The issue seems to be essentially that with sharding the xla compiler will transform the third argument to jax.lax.dynamic_update_slice to something that is compared with the partition-id. Now unfortunately the partition-id is always a s32 (int32)[^1] which means that whenever we pass int64 slices, this comparison is not possible and the error occurs.
But this also means that we can work around this issue without any modifications to jaxlib/xla by making sure to only pass int32 to dynamic_update_slice.
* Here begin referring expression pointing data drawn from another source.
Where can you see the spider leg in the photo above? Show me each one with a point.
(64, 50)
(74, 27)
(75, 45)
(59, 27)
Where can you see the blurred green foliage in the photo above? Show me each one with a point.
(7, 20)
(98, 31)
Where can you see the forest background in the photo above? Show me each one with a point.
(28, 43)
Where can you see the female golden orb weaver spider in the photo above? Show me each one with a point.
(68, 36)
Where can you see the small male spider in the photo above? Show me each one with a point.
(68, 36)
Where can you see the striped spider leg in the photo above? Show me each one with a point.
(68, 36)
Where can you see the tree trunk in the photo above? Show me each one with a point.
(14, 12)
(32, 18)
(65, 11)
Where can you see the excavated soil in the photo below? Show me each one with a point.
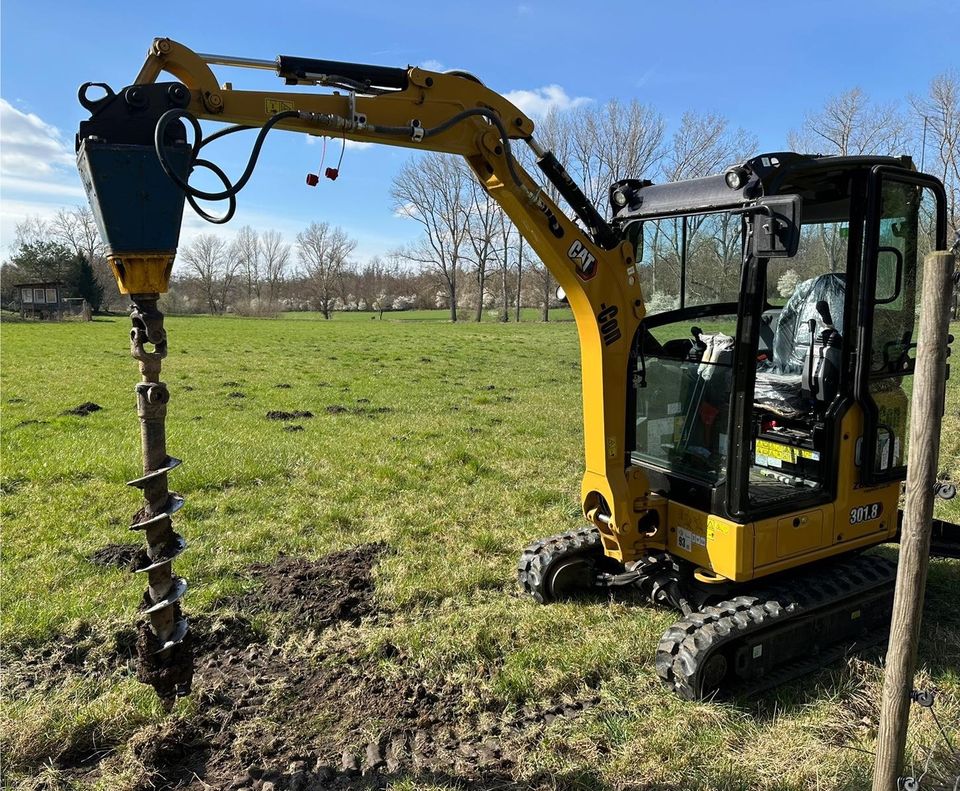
(86, 408)
(317, 593)
(119, 556)
(278, 414)
(273, 717)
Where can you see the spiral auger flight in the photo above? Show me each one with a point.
(164, 651)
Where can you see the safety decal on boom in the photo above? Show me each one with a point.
(773, 454)
(865, 513)
(274, 106)
(687, 539)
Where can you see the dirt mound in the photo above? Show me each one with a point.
(83, 650)
(277, 414)
(418, 730)
(116, 555)
(317, 593)
(86, 408)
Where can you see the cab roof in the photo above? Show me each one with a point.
(823, 182)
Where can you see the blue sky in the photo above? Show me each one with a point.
(763, 65)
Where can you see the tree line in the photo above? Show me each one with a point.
(469, 258)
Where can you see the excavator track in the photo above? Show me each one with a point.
(554, 567)
(781, 632)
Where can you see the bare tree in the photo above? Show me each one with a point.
(77, 229)
(206, 260)
(850, 124)
(482, 219)
(276, 255)
(705, 144)
(247, 251)
(939, 113)
(505, 233)
(323, 252)
(431, 190)
(615, 142)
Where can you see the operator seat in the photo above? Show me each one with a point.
(778, 386)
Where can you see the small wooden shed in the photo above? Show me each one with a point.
(42, 301)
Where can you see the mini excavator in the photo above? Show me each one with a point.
(744, 438)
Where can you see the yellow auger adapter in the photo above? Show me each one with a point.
(138, 209)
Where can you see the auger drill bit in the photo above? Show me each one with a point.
(164, 649)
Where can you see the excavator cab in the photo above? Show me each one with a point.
(746, 351)
(780, 314)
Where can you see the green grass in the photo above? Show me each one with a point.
(463, 314)
(478, 453)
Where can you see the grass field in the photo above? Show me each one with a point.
(454, 446)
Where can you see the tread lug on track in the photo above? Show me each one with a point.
(797, 609)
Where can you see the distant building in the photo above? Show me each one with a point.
(42, 301)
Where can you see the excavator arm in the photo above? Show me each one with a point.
(135, 163)
(413, 108)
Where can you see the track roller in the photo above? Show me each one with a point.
(563, 566)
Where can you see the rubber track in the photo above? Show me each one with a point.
(685, 646)
(537, 558)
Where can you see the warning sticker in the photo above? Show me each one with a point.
(687, 540)
(273, 106)
(788, 453)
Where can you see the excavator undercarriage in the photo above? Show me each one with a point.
(742, 447)
(734, 640)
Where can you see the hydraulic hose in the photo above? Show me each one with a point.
(231, 190)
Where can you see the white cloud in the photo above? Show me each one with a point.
(30, 148)
(539, 101)
(38, 172)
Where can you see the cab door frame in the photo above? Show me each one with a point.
(879, 175)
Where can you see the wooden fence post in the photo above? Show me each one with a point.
(925, 418)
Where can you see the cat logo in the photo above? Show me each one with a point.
(585, 260)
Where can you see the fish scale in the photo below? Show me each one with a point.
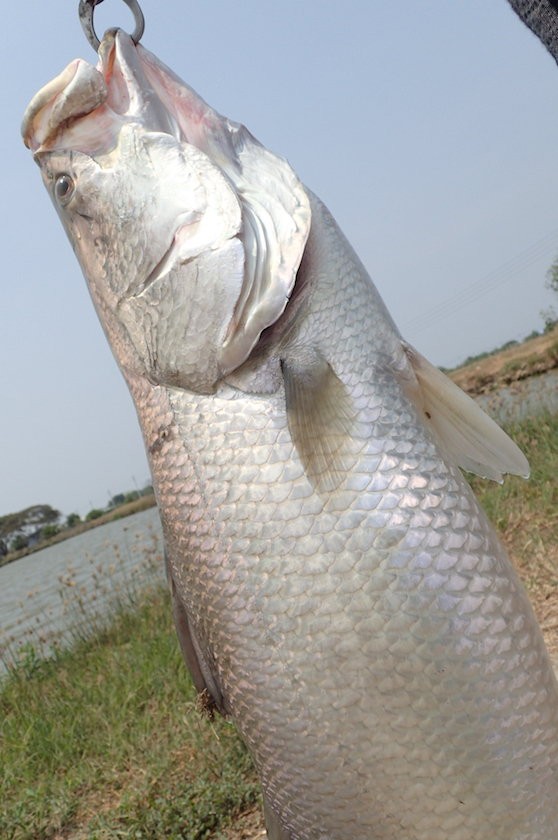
(395, 642)
(336, 587)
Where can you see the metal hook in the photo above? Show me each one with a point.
(86, 12)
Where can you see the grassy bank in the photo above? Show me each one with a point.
(105, 741)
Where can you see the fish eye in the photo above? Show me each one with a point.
(64, 189)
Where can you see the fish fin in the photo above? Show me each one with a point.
(468, 435)
(204, 680)
(320, 417)
(275, 830)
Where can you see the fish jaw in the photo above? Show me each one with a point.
(139, 116)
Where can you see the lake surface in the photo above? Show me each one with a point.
(49, 597)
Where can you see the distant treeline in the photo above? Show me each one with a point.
(38, 523)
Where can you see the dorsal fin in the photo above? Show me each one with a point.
(467, 434)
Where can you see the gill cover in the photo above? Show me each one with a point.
(86, 109)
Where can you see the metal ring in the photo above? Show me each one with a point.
(86, 12)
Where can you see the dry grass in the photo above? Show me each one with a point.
(537, 355)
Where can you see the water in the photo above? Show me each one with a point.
(49, 597)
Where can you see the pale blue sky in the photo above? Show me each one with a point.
(429, 128)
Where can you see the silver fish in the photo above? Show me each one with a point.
(336, 588)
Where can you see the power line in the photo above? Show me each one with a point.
(502, 275)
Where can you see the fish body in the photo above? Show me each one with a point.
(336, 588)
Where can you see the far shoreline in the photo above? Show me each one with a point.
(120, 512)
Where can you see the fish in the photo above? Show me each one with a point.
(338, 592)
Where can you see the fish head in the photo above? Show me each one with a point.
(189, 233)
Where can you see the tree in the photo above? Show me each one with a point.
(549, 315)
(49, 531)
(26, 522)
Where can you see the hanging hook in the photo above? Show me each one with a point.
(86, 12)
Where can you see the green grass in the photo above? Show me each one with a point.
(105, 739)
(525, 513)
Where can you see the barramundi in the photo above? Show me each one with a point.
(337, 590)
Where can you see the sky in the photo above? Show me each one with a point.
(429, 129)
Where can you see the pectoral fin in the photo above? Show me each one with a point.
(468, 435)
(320, 417)
(204, 680)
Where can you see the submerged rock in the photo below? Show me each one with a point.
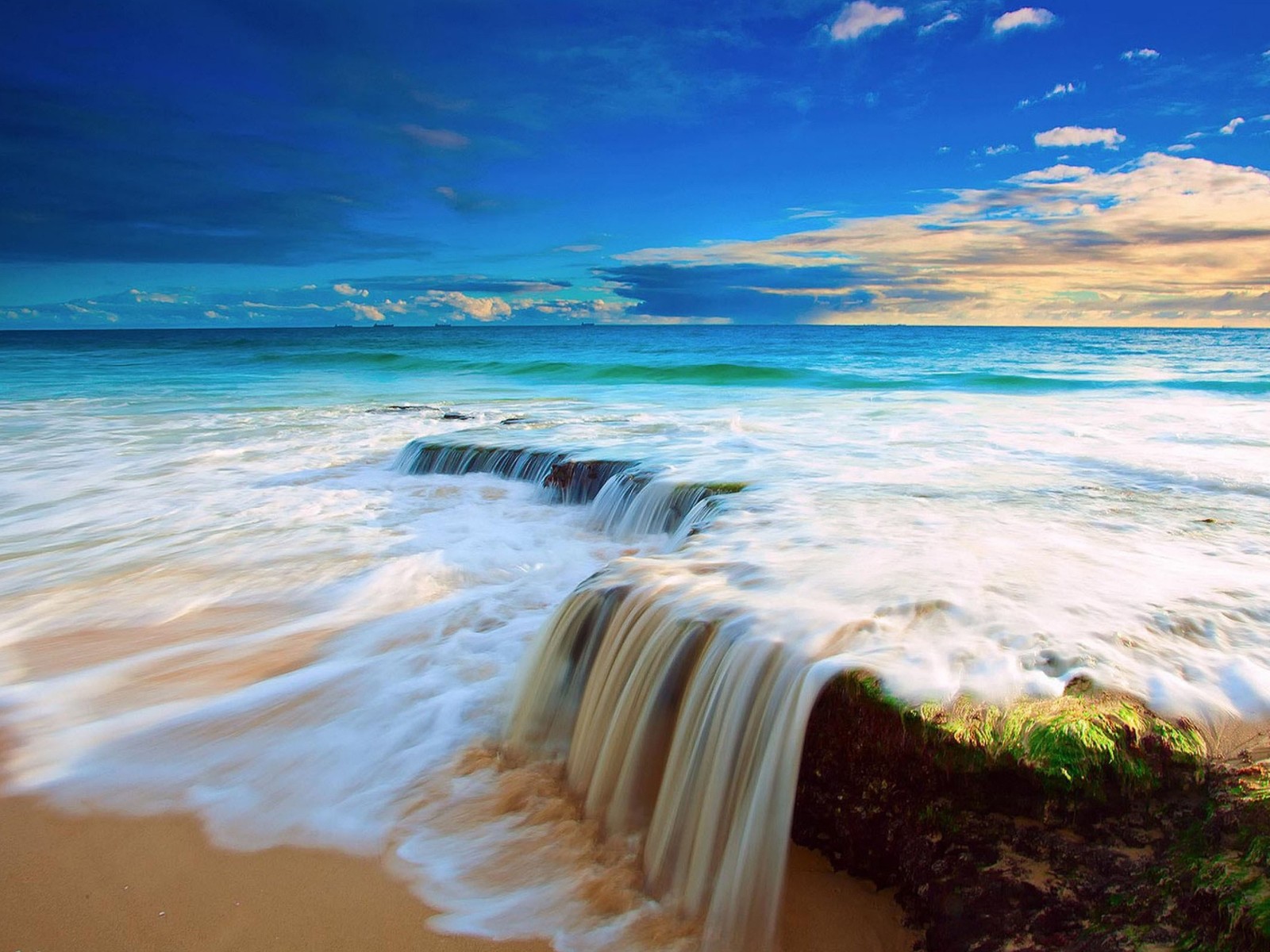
(1081, 823)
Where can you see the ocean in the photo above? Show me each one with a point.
(333, 587)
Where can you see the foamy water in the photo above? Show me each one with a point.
(220, 596)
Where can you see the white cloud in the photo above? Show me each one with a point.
(160, 298)
(436, 139)
(483, 309)
(1064, 136)
(366, 311)
(1035, 17)
(1161, 240)
(1060, 89)
(861, 17)
(949, 18)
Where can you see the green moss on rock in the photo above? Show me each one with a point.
(1085, 822)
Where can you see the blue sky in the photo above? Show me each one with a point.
(333, 163)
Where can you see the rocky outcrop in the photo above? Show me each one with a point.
(1083, 823)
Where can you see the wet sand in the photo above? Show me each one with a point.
(111, 884)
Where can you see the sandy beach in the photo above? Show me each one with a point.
(112, 884)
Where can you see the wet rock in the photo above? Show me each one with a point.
(1085, 823)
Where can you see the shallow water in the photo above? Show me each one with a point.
(220, 596)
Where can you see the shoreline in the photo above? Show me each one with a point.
(148, 884)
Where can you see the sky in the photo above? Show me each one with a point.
(325, 162)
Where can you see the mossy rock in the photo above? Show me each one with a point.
(1085, 822)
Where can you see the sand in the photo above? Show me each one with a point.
(111, 884)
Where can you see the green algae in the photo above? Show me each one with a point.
(1149, 841)
(1083, 744)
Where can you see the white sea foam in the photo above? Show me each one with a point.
(248, 613)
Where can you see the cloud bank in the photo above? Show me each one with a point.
(1034, 17)
(1068, 136)
(861, 17)
(1164, 240)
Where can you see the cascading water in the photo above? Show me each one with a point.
(677, 719)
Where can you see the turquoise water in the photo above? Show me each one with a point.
(221, 596)
(200, 363)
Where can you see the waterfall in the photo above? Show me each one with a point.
(629, 499)
(679, 716)
(679, 719)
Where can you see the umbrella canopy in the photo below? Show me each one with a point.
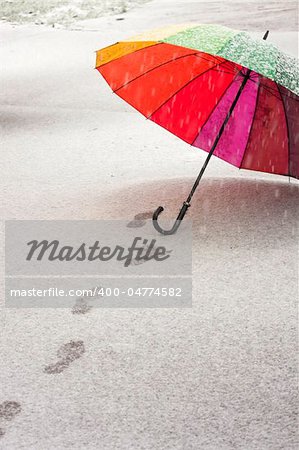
(186, 82)
(218, 89)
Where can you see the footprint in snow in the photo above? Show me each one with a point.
(66, 354)
(8, 410)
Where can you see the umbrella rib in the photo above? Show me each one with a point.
(152, 69)
(213, 109)
(253, 119)
(288, 131)
(157, 67)
(182, 87)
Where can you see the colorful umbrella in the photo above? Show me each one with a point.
(216, 88)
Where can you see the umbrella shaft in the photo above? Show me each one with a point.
(246, 77)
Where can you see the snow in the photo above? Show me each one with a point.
(61, 13)
(221, 375)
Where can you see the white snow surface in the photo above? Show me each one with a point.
(61, 13)
(220, 375)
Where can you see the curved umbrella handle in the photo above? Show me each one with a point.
(176, 224)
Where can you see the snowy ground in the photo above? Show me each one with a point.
(221, 375)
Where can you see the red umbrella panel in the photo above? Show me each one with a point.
(211, 103)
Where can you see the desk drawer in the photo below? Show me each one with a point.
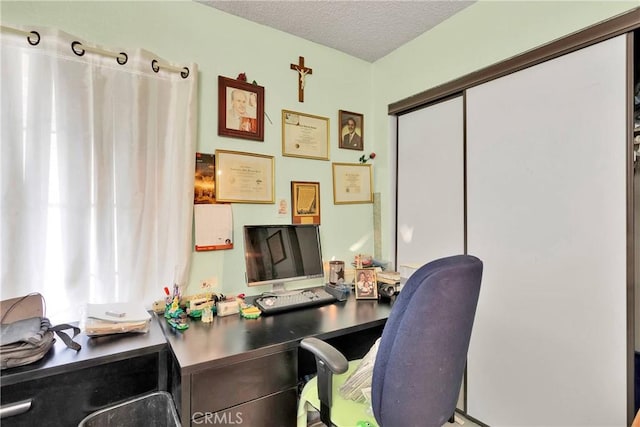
(65, 399)
(216, 389)
(276, 410)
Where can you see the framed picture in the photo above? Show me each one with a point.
(366, 286)
(240, 109)
(352, 183)
(305, 135)
(305, 199)
(276, 247)
(351, 130)
(244, 177)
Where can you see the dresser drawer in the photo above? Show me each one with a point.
(217, 389)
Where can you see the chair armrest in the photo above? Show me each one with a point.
(332, 358)
(329, 361)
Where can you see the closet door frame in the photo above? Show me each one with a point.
(623, 24)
So e.g. replacing jax.lax.dynamic_update_slice(arr, y, (2,)) with jax.lax.dynamic_update_slice(arr, y, (jax.numpy.array(2, dtype=jax.numpy.int32),)).
It is a bit more complicated in the scan/map[^2] example found by @jeffgortmaker as there dynamic_update_slice gets called by jax, but if you modify the jax/_src/lax/control_flow/loops.py to change the dtype it will work:
diff --git a/jax/_src/lax/control_flow/loops.py b/jax/_src/lax/control_flow/loops.py
index 9a66dd0..465ff7d 100644
--- a/jax/_src/lax/control_flow/loops.py
+++ b/jax/_src/lax/control_flow/loops.py
@@ -522,6 +522,7 @@ def _scan_impl(*args, reverse, length, num_consts, num_carry, jaxpr, linear,
allow_negative_indices=False)
for xs in xss]
carry, ys = inner(unroll, carry, xs)
+ i = lax.convert_element_type(i, "int32")
yss = [slicing.dynamic_update_index_in_dim(y, upd, i, 0,
allow_negative_indices=False)
for y, upd in zip(yss, ys)]
Unfortunately I am pretty sure that this will also cause results to be quite wrong if the length of the data looped over is larger than what fits in the int32 (so 2147483647).
The more proper fix is probably to modify xla so that the partition index gets converted to a 64bit integer before the comparison.
[^1]: Technically it is a u32 that is used to look up the index in an array of s32 [^2]: map just calls scan
FYI: In https://github.com/openxla/xla/issues/24186#issuecomment-2773228073 I now found an XLA fix that I think should not have any side-effects (but I don't make any promises).
Feel free to test it in your environments (I can share jaxlib compiled with those fixes, if you don't want to compile it yourself)
@dfm Did you make any progress on this issue by any chance? I am currently also hitting this problem at a point where I can't switch to fp32 due working with badly conditioned matrices.